The LDC is very different from a standard laboratory centrifuge.8 metres in diameter, it is so large that it is housed in its own hall. It can hold an experiment up to 80kg and spin so fast that it can simulate a pull of gravity 20 times larger than that experienced at Earth’s surface. Students will have the opportunity to meet and work with ESA engineers to get the most out of their time on the centrifuge. During their campaign , the students can vary the speed of the centrifuge and the duration of their experimental runs as their needs dictate. They can even use the LIS (Life and Physical Sciences Instrumentation and Life Support Laboratories) facilities and instruments for the preparation or modification of their experiment set-up, and the preliminary analysis of their data or samples.
If that all sounds too heavy and microgravity is more your thing, then ESA’s Education Office also offers the Drop Your Thesis! Programme. Here, a chosen team of university students spends two weeks at the Center of Applied Space Technology and Microgravity (ZARM), Bremen, Germany, using the drop tower.
This is a unique facility in Europe and has been referred to as Germany’s antigravity machine. It is a tower, 146 metres in height. By allowing experiments to fall freely inside, it can provide up to 9.3 seconds of microgravity conditions, as if the experiment had been taken into space. The chosen student team will work onsite with engineers from ZARM and ESA, who will help them set-up experiments and get the most out of their allotted time. The ZARM workshops will also be available to the teams for essential last minute tweaks and tune-ups.

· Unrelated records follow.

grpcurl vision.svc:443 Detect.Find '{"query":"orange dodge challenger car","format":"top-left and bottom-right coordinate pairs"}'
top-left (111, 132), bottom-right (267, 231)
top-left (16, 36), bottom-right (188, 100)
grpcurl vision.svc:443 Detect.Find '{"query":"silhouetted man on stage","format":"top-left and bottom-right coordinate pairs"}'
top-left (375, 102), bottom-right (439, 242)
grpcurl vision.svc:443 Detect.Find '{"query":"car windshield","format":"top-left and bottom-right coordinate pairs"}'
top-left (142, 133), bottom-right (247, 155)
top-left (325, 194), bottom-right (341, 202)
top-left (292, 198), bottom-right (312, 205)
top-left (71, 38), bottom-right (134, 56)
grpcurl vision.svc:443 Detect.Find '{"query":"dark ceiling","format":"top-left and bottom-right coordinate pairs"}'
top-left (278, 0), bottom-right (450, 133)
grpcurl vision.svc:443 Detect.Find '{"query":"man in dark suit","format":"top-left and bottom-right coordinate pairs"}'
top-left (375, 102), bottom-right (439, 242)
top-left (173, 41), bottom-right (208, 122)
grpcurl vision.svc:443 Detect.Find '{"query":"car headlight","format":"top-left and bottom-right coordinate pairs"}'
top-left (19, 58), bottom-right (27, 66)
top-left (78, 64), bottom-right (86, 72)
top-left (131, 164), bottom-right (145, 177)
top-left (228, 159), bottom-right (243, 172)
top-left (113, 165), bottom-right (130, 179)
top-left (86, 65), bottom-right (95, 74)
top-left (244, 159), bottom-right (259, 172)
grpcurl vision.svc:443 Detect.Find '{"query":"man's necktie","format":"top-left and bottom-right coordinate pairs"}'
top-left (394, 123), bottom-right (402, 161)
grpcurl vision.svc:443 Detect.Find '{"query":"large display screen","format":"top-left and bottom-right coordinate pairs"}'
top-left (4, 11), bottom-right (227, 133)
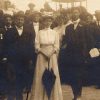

The team will be awarded five uses of the drop tower. There will be a day between each of these ‘launches’ to allow the students some time to work on the data and decide on what to do for the next one.
Teams from ESA Member States and Cooperating States* that are interested in participating in one of these two unique opportunities, should register on the ESA Education Office’s project portal and upload their completed application by 20 January 2014.
The conditions to apply and the eligibility criteria for both programmes can be found on the ESA Education website.
If you want to have a look at what these campaigns look like, watch our videos.
Notes for editors
For more information, please contact:
Natacha Callens
ESA Educational Programmes Coordinator
Email: Natacha.Callens @ esa.int
ESA Member States in 2013
Austria, Belgium, Czech Republic, Denmark, Finland, France, Germany, Greece, Ireland, Italy, Luxembourg, the Netherlands, Norway, Portugal, Poland, Romania, Spain, Sweden, Switzerland, United Kingdom and Canada (Associate Member).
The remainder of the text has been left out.